Biosimilars, while smaller, are gaining velocity at 9.04% CAGR as payers push affordability and patents expire. Streamlined EMA pathways introduced in 2024 lower entry barriers, prompting established CDMOs to launch dedicated biosimilar suites to win contracts from cost-sensitive sponsors.
By Scale: Commercial Manufacturing Commands Majority Share
Commercial lots accounted for 55.64% of biologics CDMO market size in 2024, mirroring portfolio maturation of launched therapeutics. Mega-plants exceeding 10,000 L remain critical for blockbuster antibodies and high-volume insulin analogs.
Clinical and pre-clinical projects are rising steadily on an 8.53% CAGR, fueled by a record 25% jump in 2024 IND filings for biologics. Flexible multi-product suites with rapid changeover capability are therefore a pivotal differentiator for CDMOs courting pipeline-heavy biotech clients.
By End-user: Large Pharma Dominance Balanced by SME Momentum
Large pharmaceutical firms utilized CDMOs for 56.43% of outsourced spend in 2024, leveraging long-term contracts to secure redundant supply while divesting non-core assets such as Roche’s Vacaville site.
SME biotechs, expanding at an 8.68% CAGR, increasingly rely on end-to-end CRDMO platforms to bridge expertise gaps and improve capital efficiency. Their growth ensures a steady influx of early-stage work that underpins long-run expansion of the biologics CDMO market.
Geography Analysis
North America retained leadership with 34.54% of 2024 revenue, propelled by dense innovation ecosystems and regulatory support for advanced manufacturing. FDA guidance on continuous processing and expedited review pathways fosters early adoption curves that benefit local CDMOs. Large-scale investments such as Novo Nordisk’s USD 4.1 billion North Carolina plant reinforce the region’s installed base.

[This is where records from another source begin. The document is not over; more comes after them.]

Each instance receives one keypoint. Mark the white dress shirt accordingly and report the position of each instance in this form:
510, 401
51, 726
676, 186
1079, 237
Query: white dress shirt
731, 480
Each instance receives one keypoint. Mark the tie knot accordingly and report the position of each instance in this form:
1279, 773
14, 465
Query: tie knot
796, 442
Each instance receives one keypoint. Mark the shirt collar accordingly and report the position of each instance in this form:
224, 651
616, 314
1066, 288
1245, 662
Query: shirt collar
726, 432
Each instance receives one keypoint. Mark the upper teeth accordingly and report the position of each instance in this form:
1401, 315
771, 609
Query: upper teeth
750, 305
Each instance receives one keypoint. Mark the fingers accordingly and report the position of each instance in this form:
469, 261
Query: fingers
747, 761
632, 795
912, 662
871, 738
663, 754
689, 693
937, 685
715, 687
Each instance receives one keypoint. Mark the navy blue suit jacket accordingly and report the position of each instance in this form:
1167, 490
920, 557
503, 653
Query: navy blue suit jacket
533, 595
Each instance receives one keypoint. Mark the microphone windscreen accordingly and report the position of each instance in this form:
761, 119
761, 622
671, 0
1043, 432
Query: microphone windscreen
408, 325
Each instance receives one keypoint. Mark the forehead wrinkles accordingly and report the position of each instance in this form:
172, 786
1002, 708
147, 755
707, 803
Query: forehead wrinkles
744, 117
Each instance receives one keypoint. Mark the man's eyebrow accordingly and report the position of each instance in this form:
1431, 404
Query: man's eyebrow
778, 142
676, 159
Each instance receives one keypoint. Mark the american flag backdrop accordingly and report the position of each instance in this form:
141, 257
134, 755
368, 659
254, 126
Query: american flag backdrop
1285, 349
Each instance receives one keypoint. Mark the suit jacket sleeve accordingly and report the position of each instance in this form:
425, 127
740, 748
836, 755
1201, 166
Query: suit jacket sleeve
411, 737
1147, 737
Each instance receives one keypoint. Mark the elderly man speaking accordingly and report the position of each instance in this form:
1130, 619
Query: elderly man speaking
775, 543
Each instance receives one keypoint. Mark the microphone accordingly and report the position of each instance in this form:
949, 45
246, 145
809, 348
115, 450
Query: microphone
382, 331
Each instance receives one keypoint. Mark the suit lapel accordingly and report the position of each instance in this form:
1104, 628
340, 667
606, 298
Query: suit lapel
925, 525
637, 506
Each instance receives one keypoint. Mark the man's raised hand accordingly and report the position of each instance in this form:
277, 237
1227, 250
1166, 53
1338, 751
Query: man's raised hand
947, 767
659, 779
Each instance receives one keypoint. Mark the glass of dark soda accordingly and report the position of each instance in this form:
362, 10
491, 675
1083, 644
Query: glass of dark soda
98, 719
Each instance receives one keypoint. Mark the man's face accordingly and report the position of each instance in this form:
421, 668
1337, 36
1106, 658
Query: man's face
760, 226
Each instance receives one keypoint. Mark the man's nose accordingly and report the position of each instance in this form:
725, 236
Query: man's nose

Europe offers a sophisticated framework dominated by Germany, the United Kingdom, and Switzerland. Lonza’s CHF 500 million fill-finish hub in Stein exemplifies the continent’s specialized, high-margin focus. Updated EMA biologics guidelines simplify technology transfers and sustain steady inflows of both domestic and trans-Atlantic work. Emerging projects—such as Biosynth’s German bioconjugation expansion—underscore persistent demand for niche expertise.
Asia-Pacific is the growth engine, set to post a 10.76% CAGR through 2030 on the back of aggressive capacity builds and public-sector incentives. Samsung Biologics’ expansion to 784,000 L and SK pharmteco’s USD 260 million Sejong project typify South Korea’s strategy to become a global biologics powerhouse. China’s streamlined NMPA approval procedures and India’s infrastructure grants are equally pivotal in channeling sponsor projects into the region.
Competitive Landscape
The biologics CDMO market is fragmented. Novo Holdings’ USD 16.5 billion Catalent deal and Lonza’s Vacaville purchase alter global capacity distribution and intensify the fight for large-scale antibody contracts. Samsung Biologics, now running at full utilization, signals that top-tier suppliers hold valuable pricing power supported by differentiated scale.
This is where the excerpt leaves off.